読書の利益についてはよく言われるが、不利益についてはあまり言われない。せいぜいエロや暴力を描いた「有害図書」の青少年への影響を、ヒマなおばさんたちが時々騒ぐくらいなものである。しかし、一見真面目な本のほうがかえって有害なこともある。「有害図書」のほうは、読むほうも最初からその気で読むから案外害はないものだ。本当に有害なのは、真面目な本の体裁を取って人を迷わせる言説をなす本である。新興宗教の本や、自分の人生を語って「生きる道」を人に説く本の類がそれだ。とくに、自分は悪の道から更生して、こんな立派な人間になりましたという自己宣伝の本が案外ベストセラーになったりするのは困ったことで、世間の青少年に、罪を犯してもいつでもリセットできるじゃないかと世間を甘くみる考えを植え付けてしまう。
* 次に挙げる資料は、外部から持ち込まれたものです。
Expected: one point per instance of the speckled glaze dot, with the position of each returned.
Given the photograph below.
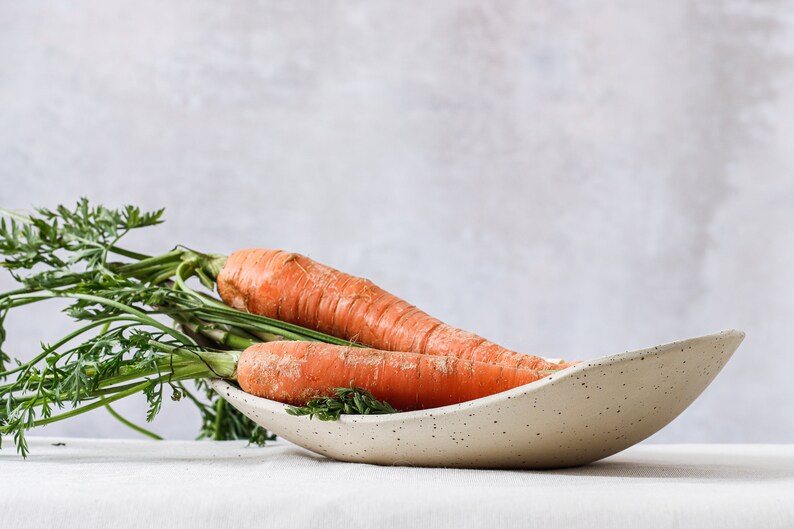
(610, 404)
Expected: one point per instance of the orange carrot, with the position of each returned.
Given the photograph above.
(296, 289)
(296, 372)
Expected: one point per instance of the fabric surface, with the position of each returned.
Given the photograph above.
(68, 483)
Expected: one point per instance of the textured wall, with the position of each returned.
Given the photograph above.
(571, 178)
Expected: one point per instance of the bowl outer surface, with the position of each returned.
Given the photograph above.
(579, 415)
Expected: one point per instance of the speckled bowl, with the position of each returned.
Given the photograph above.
(579, 415)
「美徳は切り売りできない」とはバルザックの名言だが、犯罪の被害者のことを考えれば、犯罪者には処罰を与えるべきであり、安易に「更生」されては被害者の立つ瀬はない。一度犯した罪は、どのようにしても消えるものではないと考えるべきなのである。たとえ、その人間が再起して教師になろうが司法試験に受かって弁護士になろうが、他人に説教できる資格などない。まあ、そんなのに感動する人間も人間だが。
世間の人間が権威に弱いことは驚くほどで、学者とか宗教家とか弁護士とか大会社社長の発言だとありがたく拝聴し、それに騙される。それこそが読書の弊害だろう。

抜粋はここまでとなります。